Recorded back in July, part one of Colin's tour through his vinyl collection gives him the opportunity to discuss his eclectic taste in music. It also gives him to do "both halves" of his Ginger Baker impersonation. Plus, Jack Davis draws a Johnny Cash cover! Colin defends prog and Colin shows he knows next to nothing about Delaney and Bonnie! It's another solo podcast with American Rambler!
Allen Guelzo is a three time winner of the prestigious Lincoln Prize and a professor of the Civil War era at Gettysburg College. But as he tells Colin, he began as a scholar of colonial religion and philosophy. In their talk, Colin and Allen discuss religion, Abraham Lincoln, and Robert E. Lee (about whom Dr. Guelzo is writing a much anticipated biography). Colin also asks about Dr. Guelzo's appearance on The Daily Show during the 2008 presidential campaign.
John J. Hennessy is an author and historian who has dedicated his career to the National Park Service. He is now chief historian at the Fredericksburg and Spotsylvania National Military Park. He sat down with Colin for a talk at Chatham, a colonial mansion that overlooks the historic city of Fredericksburg. John discusses how he got involved in the NPS, his books on the battles of First and Second Bull Run, and how historians navigate the sometimes choppy political waters surrounding history.
After a 4th of July visit to North Carolina, Colin discusses being a "beach guy," a visit to a record store in Wilmington, and the logic behind people who fly both Confederate and United States flags. He concludes with a meditation of the meaning of patriotism in American politics today.
A California native, Mike Caires got his Ph.D. in history at the University of Virginia, where he studied under Gary Gallagher. For the past year, he worked at the American Civil War Museum in downtown Richmond. Mike has a book coming out next year on the economics of the Civil War. He and Colin discuss everything from ska music to the class divide in America, the continued importance of the Four Freedoms, and the perils and pleasures of grad school.
Recovering from a move to Richmond, Colin does another solo podcast, this time on Henry Charles Bukowski, the notorious Los Angeles skid row writer and poet. Colin talks about an ironic Bukowski-related Boston trip, getting to know "Hank" as a grad student, and the similarities between L.A. and Baton Rouge. Colin also reads passages from Post Office, Women, and Notes of a Dirty Old Man. Colin concludes that as far as Bukowski goes, you come for the debauchery but you stay for the social commentary.

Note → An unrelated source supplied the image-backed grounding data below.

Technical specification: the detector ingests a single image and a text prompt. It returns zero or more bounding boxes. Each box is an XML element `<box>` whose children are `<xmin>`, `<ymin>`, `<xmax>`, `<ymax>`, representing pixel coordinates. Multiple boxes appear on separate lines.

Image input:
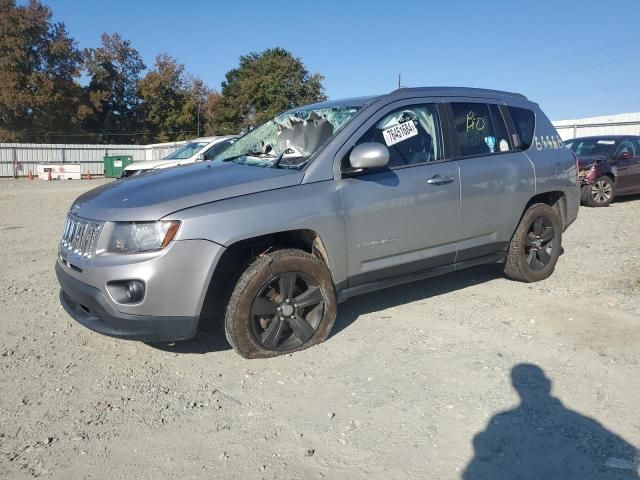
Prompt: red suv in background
<box><xmin>567</xmin><ymin>135</ymin><xmax>640</xmax><ymax>207</ymax></box>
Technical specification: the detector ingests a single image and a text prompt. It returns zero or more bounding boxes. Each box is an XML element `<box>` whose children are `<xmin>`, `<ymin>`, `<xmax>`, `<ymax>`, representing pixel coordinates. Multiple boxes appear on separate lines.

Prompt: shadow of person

It's another R-rated episode!
Jean Violet, the lead singer of the band Kashmir, has been performing Led Zeppelin songs for a long time. In his talk with Colin, Jean talks about where he's from, how the band got started, and what his nephew's band Deviate the Plan has been up to. In the intro, Colin discusses his recent move to Richmond, a poignant Drive-By Truckers song, and how big an influence Led Zeppelin has been in his life.
Outro music: "It's a Fine Line," by Country Kitchen.

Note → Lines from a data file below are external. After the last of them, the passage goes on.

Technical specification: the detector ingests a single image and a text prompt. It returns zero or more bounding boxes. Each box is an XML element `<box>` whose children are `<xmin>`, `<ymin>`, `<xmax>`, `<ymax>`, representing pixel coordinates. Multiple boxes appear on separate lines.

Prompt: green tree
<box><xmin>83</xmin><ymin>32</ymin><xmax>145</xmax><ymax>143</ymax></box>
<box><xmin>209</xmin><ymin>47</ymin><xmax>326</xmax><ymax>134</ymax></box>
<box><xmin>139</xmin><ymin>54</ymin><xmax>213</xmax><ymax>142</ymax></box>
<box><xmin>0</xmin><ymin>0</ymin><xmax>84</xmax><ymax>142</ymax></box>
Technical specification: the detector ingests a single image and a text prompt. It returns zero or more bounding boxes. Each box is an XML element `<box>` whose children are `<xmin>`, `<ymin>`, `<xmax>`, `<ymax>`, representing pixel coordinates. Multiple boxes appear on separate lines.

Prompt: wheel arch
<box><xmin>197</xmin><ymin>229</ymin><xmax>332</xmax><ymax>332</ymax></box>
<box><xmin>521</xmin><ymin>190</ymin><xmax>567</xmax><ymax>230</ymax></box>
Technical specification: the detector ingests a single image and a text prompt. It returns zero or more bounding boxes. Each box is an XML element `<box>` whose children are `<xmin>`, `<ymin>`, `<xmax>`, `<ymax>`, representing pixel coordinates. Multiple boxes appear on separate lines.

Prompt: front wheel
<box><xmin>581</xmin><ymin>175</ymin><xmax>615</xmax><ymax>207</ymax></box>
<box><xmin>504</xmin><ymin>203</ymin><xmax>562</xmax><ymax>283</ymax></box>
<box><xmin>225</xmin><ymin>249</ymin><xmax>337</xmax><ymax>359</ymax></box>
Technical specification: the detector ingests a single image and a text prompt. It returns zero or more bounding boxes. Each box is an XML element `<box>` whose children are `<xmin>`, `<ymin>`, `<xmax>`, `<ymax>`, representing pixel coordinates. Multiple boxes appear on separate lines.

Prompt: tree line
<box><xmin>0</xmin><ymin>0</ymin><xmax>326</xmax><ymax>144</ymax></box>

In their last porch talk (for a while anyway), Colin and Sydney (aka Bun and Hawk) recap their unusual experiences in Colonial Beach, Virginia ("the CB"). With a move to Richmond coming up, the two take time to talk about a foul-mouthed stalker, Basquiat paintings, and the moxie needed to start a restaurant. It's the most profanity-laden episode yet!
Does Colin love D.C.? He's not sure. But earlier this month, he had a good weekend in the nation's capital, where he visited the White House, saw a show, and got close to the Pentagon. They say you shouldn't meet your heroes, but Colin did: comic and podcast guru Marc Maron, who was playing at the Warner Theatre. You'll also hear about graffiti art, a Russian lifeguard, and Colin almost getting killed by an umbrella. It's Amerikan Rambler's super terrific happy D.C. adventure!